A doutrina brasileira, com base no disposto nos diversos diplomas legais, especialmente no Código Penal e no Código de Processo Penal, classifica as diversas formas de conexão: (i) Conexão material: concurso formal, material ou crime continuado (CP, arts. 69, 70, 71); (ii) Conexão intersubjetiva por simultaneidade: duas ou mais infrações praticadas, ao mesmo tempo, por várias pessoas reunidas, sem acordo mútuo de vontades (autoria colateral) (CPP, art.76, I, primeira parte); (iii) Conexão intersubjetiva por concurso: duas ou mais infrações praticadas por várias pessoas em concurso (com acordo mútuo), embora diverso o tempo e o local (CPP, art.76, I, segunda parte); (iv) Conexão objetiva: duas ou mais infrações praticadas, quando uma delas visa facilitar ou ocultar a prática da outra (CPP, art.76, II); (v) Conexão probatória: a prova de uma infração ou de qualquer de suas circunstâncias elementares influírem na prova de outra infração (CPP, art.76, III); (vi) Conexão intersubjetiva por reciprocidade: duas ou mais infrações praticadas, por várias pessoas, umas contra as outras (CPP, art.76, I, última parte).

De todas as hipóteses de conexão, apenas as duas últimas poderiam fundamentar a conexão dos crimes de repressão aos crimes políticos praticados contra o regime militar. Todas as demais exigem uma unidade de desígnios ou o mesmo sentido de conduta, o que evidentemente não acontece entre o repressor e o insubordinado.

Mas mesmo a conexão probatória e a conexão por reciprocidade não se sustentam nos casos em discussão, pois são institutos meramente processuais, cuja aplicação se presta apenas à racionalidade e à eficácia do exercício da jurisdição. São regras de competência com escopo único de unificar processos, facilitar a instrução e evitar decisões contraditórias. Por isso, não se prestam a conceituar a conexão material prevista na Lei 6.683/79.

Não faria sentido estender a anistia a um crime apenas porque a prova de sua ocorrência está ligada a outro delito beneficiado com o instituto (conexão probatória), ou porque sua realização é recíproca ao crime anistiado (conexão intersubjetiva por reciprocidade).

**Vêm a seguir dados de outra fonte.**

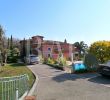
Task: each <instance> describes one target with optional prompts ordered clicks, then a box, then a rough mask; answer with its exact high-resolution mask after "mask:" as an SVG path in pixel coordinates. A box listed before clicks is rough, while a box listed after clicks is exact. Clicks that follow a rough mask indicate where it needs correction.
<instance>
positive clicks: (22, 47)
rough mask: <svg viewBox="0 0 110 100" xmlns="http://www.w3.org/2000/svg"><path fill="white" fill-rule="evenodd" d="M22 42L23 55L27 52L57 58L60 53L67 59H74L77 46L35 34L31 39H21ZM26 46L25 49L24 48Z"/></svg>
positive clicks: (28, 54) (22, 53) (41, 55)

Ademais, em relação à última espécie de conexão mencionada, cabe destacar que sua caracterização exige a simultaneidade das agressões, no mesmo contexto fático, de forma que a reunião de feitos facilite a análise probatória e impeça decisões díspares. Ocorre, por exemplo, no caso de tumulto ou agressão entre diversas pessoas.

Assim, mesmo que este modo de conexão fosse apto a expandir a anistia aos crimes praticados por agentes da repressão militar, seria forçoso apontar a existência de simultaneidade de agressões. No entanto, tal simultaneidade não se verificou na prática dos crimes contra opositores do regime militar. Foram ações sistemáticas, planejadas, regulares, realizadas sobre vitimas já detidas, sob a custódia dos agressores, sendo que parte delas sequer foi acusada da prática de crimes antecedentes.

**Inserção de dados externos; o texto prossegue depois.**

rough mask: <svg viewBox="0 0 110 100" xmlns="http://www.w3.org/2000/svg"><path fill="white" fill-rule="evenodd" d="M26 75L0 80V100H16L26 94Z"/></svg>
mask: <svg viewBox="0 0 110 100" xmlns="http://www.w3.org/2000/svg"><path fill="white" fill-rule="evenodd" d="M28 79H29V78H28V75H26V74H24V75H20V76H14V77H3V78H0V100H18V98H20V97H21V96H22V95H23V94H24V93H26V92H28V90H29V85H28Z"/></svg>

Como revelar, aqui, a reciprocidade ou a simultaneidade? Haveria conexão se se tratasse, por exemplo, de conflito entre estudantes e policiais, em praça pública, com agressões mútuas. Mas não faz sentido aplicar a mesma fórmula para a prática de crimes da forma supra descrita, realizados de forma metódica por agentes treinados para tal.

Como atesta HÉLIO BICUDO

“Destarte, os delitos anistiados constituíram-se não em causas, mas em meras condições para que os agentes de Estado, fossem quais fossem, impussessem, aos sujeitos abrangidos pela lei de anistia, os tratamentos cruéis e degradantes a que foram submetidos. Então, não há entre uns e outros a pretendida conexidade, que decorre de um nexo causal entre as ações praticadas por uma ou mais pessoas, objetivando um mesmo fim” (Anistia desvirtuada, RBCCrim, 53, 2005, p.92, sem grifos no original).

Esta E. Corte já se manifestou sobre o conceito de conexão, ao decidir que:

“Conexão afastada por ser meramente circunstancial a ligação entre as duas séries de infrações, a traduzir simples critério de utilidade forense, suprível pela extração de cópias” (STF, HC 75.219, rel. Octavio Galotti).

Mais contundente ainda, o Superior Tribunal de Justiça:

“Ausente a unidade de desígnios, bem como o nexo subjetivo da simultaneidade do tempo, inaplicável, à espécie, o disposto no art.76 da Lei Adjetiva Penal” (STJ, CC 10249, rel. Fernando Gonçalves).

Ora, em não havendo simultaneidade nem unidade de desígnio, é de se afastar a conexão entre crimes políticos e os atos praticados pelos agentes de repressão no período de exceção brasileiro, e, portanto, a incidência da Anistia.

Não se argumente que a conexão estabelecida na Lei de Anistia decorre da relação entre os atos criminosos de servidores do regime e sua motivação política, no sentido de preservar a própria existência do sistema político. Tal raciocínio não se sustenta por dois motivos.

Em primeiro lugar porque, como já destacado à saciedade, a mera motivação política, destacada da referência ao bem jurídico “segurança nacional” ou “ordem política” não transforma o crime comum em delito político.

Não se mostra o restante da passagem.